Eine Verletzung des Anspruchs des Klägers auf rechtliches Gehör (Art 103 Abs 1 GG, § 62 SGG) liegt nicht vor, weil der Kläger zur mündlichen Verhandlung vor dem LSG ordnungsgemäß geladen worden ist. Gemäß § 63 Abs 1 Satz 2 SGG sind Terminsbestimmungen und Ladungen bekannt zu geben. Eine Zustellung ist also nicht erforderlich, aber zum Nachweis der Bekanntgabe zweckdienlich (vgl Senger in Schlegel/Voelzke, jurisPK-SGG, 2017, § 63 RdNr 21). Entscheidet sich das Gericht, die Ladung zuzustellen, gelten die Vorschriften der ZPO (§ 63 Abs 2 SGG).
Ausweislich der in der Akte des LSG enthaltenen, die Voraussetzungen des § 182 Abs 2 ZPO wahrenden Zustellungsurkunde ist dem Kläger die Ladung zur mündlichen Verhandlung am 18.5.2021 in Übereinstimmung mit § 180 ZPO zugestellt worden, indem das Schriftstück in den zur Wohnung gehörenden Briefkasten oder in eine ähnliche Vorrichtung eingelegt worden ist, nachdem die Übergabe des Schriftstücks in der Wohnung/in dem Geschäftsraum nicht möglich war.
Nach § 182 Abs 1 Satz 2 ZPO gilt für die Zustellungsurkunde § 418 ZPO, so dass es sich bei der Zustellungsurkunde um eine öffentliche Urkunde handelt, die den vollen Beweis der in ihr bezeugten Tatsachen begründet. Ein Gegenbeweis kann nach § 418 Abs 2 ZPO nur durch den Beweis der Unrichtigkeit der in der Zustellungsurkunde bezeugten Tatsachen geführt werden. Dieser Gegenbeweis wird nicht schon durch die bloße Behauptung, das betreffende Schriftstück nicht erhalten zu haben, erbracht, weil es für die Wirksamkeit der Zustellung nicht darauf ankommt, ob und wann der Adressat das Schriftstück seinem Briefkasten entnommen und ob er es tatsächlich zur Kenntnis genommen hat (BSG vom 27.1.2005 - B 7a/7 AL 194/04 B - juris RdNr 5 mwN). Der Gegenbeweis der Unrichtigkeit der in der Zustellungsurkunde bezeugten Tatsachen erfordert vielmehr den Beweis eines anderen als des beurkundeten Geschehensablaufs, der damit ein Fehlverhalten des Zustellers und eine Falschbeurkundung in der Zustellungsurkunde belegt (BSG vom 27.1.2005 - B 7a/7 AL 194/04 B - juris RdNr 5 mwN). Gefordert wird der volle Gegenbeweis in der Weise, dass die Beweiswirkung der Zustellungsurkunde vollständig entkräftet und jede Möglichkeit der Richtigkeit der in ihr bezeugten Tatsachen ausgeschlossen wird (BSG vom 27.1.2005 - B 7a/7 AL 194/04 B - juris RdNr 5).

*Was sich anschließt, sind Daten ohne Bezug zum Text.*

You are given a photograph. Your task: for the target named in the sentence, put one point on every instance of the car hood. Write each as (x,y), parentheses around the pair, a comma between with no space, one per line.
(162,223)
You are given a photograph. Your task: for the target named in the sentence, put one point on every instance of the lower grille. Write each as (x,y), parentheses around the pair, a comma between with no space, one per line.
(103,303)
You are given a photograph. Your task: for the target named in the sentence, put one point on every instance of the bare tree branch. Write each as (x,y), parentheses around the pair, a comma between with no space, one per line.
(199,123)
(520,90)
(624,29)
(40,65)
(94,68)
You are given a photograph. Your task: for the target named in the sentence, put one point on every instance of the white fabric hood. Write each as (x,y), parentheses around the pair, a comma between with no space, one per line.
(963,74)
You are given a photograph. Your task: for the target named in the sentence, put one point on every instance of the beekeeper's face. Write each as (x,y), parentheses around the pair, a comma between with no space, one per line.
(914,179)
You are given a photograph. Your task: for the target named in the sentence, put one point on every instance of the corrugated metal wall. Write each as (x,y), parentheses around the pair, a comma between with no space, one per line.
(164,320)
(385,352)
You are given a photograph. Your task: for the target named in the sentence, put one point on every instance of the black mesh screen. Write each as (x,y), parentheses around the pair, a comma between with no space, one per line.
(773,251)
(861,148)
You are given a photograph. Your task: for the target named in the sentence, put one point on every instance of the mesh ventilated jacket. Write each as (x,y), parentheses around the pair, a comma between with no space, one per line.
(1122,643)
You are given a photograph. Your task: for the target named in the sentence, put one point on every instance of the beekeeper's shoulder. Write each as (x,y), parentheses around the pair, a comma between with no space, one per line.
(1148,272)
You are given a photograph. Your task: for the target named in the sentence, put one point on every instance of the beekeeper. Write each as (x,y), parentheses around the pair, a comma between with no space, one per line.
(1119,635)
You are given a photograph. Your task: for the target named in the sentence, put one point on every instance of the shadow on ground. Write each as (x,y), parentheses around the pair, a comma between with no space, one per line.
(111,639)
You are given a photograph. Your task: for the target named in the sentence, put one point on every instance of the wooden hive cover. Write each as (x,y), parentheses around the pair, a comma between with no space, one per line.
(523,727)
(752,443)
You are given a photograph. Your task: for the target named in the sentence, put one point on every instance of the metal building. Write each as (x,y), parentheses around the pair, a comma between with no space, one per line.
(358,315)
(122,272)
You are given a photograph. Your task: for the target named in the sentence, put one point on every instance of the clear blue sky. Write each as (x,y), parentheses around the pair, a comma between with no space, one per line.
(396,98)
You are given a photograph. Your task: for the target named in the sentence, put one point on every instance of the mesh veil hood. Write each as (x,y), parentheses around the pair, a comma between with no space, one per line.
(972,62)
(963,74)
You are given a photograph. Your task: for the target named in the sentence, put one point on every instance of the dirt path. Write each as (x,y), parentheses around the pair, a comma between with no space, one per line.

Einen solchen Gegenbeweis hat der Kläger nicht angetreten. Sein Vorbringen hat sich auf die schlichte Behauptung beschränkt, die Ladung nicht erhalten zu haben; damit hat er den Beweis für den beurkundeten Zustellungsvorgang nicht widerlegt (vgl BSG vom 27.1.2005 - B 7a/7 AL 194/04 B - juris RdNr 5 mwN).
3. Die Kostenentscheidung beruht auf einer entsprechenden Anwendung des § 193 Abs 1 Satz 1, Abs 4 SGG.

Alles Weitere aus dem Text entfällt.